The proposed bag limit for the Clearwater and its tributaries is up to four hatchery salmon per day, but only one of the four can be an adult fish - defined as being at least 24 inches in length.
Excluding some of the better fishing spots will allow the department to keep better tabs on harvest, said Don Whitney, a fisheries biologist for the department at Lewiston. He said fisheries managers will attempt to distribute the harvest throughout the open sections of the river by monitoring catch rates and closing down areas once they have reached predetermined quotas.
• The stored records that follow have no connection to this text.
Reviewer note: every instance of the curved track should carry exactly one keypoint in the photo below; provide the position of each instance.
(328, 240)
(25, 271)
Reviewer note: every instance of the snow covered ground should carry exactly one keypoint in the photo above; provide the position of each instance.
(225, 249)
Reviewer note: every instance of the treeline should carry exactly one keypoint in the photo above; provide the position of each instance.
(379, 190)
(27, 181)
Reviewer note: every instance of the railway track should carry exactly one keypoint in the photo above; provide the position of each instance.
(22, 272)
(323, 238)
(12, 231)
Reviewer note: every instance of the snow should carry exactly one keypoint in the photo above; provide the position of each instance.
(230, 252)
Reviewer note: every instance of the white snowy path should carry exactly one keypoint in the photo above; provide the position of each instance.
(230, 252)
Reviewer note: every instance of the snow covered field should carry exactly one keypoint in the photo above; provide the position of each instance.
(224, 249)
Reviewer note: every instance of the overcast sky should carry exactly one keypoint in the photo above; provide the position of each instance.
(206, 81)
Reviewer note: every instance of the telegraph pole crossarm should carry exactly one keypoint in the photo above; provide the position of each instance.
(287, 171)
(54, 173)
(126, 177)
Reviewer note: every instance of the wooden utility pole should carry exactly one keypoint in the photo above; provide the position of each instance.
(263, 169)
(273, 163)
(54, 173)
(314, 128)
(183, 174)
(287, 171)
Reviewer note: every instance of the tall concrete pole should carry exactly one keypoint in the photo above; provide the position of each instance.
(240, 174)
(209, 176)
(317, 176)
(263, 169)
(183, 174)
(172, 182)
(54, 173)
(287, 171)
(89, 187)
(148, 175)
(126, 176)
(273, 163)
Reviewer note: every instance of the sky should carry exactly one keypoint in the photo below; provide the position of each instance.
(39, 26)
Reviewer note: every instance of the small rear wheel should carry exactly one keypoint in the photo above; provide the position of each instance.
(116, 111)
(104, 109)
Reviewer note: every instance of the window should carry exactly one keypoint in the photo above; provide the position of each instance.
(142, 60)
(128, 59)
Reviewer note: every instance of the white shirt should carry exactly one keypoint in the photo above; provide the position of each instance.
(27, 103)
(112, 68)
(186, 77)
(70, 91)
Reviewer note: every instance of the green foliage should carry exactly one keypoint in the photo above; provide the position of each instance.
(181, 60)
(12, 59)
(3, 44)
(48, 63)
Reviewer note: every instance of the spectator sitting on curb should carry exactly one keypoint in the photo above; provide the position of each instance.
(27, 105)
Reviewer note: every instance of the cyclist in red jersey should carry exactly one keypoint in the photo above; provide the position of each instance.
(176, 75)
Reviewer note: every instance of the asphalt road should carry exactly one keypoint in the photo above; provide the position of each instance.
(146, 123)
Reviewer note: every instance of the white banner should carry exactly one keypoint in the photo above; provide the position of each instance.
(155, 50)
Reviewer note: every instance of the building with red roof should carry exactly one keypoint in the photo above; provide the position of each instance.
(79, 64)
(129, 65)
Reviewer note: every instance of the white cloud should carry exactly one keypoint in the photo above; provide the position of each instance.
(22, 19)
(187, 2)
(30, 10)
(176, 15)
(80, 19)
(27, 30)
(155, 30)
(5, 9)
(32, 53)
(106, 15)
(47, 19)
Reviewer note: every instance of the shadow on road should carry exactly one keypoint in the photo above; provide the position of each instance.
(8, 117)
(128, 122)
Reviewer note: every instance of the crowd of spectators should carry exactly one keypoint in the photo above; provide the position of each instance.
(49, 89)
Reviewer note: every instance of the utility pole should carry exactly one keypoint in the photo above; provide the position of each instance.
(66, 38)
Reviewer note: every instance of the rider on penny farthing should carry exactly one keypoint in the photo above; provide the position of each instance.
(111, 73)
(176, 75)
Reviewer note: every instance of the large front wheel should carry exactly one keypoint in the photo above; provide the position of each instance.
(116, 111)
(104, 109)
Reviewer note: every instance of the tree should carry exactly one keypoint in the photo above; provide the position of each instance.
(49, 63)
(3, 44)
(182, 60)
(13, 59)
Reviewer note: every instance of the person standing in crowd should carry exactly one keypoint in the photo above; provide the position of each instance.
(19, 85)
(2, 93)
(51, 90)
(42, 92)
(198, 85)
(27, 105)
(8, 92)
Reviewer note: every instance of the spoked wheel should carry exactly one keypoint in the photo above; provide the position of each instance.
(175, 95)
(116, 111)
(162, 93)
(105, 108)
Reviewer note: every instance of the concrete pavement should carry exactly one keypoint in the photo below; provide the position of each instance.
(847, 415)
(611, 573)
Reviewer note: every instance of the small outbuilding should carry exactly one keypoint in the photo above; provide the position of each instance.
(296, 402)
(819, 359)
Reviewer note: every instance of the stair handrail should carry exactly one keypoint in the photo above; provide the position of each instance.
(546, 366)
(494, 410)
The commission is meeting by telephone this morning to take action on the proposal and ones for the Salmon, Little Salmon and Snake River in Hells Canyon. Those rivers are expecting bigger returns, and the fisheries there will be similar to ones seen in the recent past. For example, the proposal calls for fishing to be open seven days a week in all three areas and bag limits of four hatchery salmon per day with a maximum of two adults. The proposal calls for fishing on the lower Salmon River from Pine Bar upstream to the mouth of Shorts Creek above Riggins and on the Little Salmon from its mouth to the U.S. Highway 95 bridge near Smoky Boulder Road. The Snake would be open from Dug Bar to Hells Canyon Dam.
Whitney said the state will have a harvest share of about 1,500 fish on the lower Salmon and Little Salmon rivers and a much smaller one on the Clearwater River.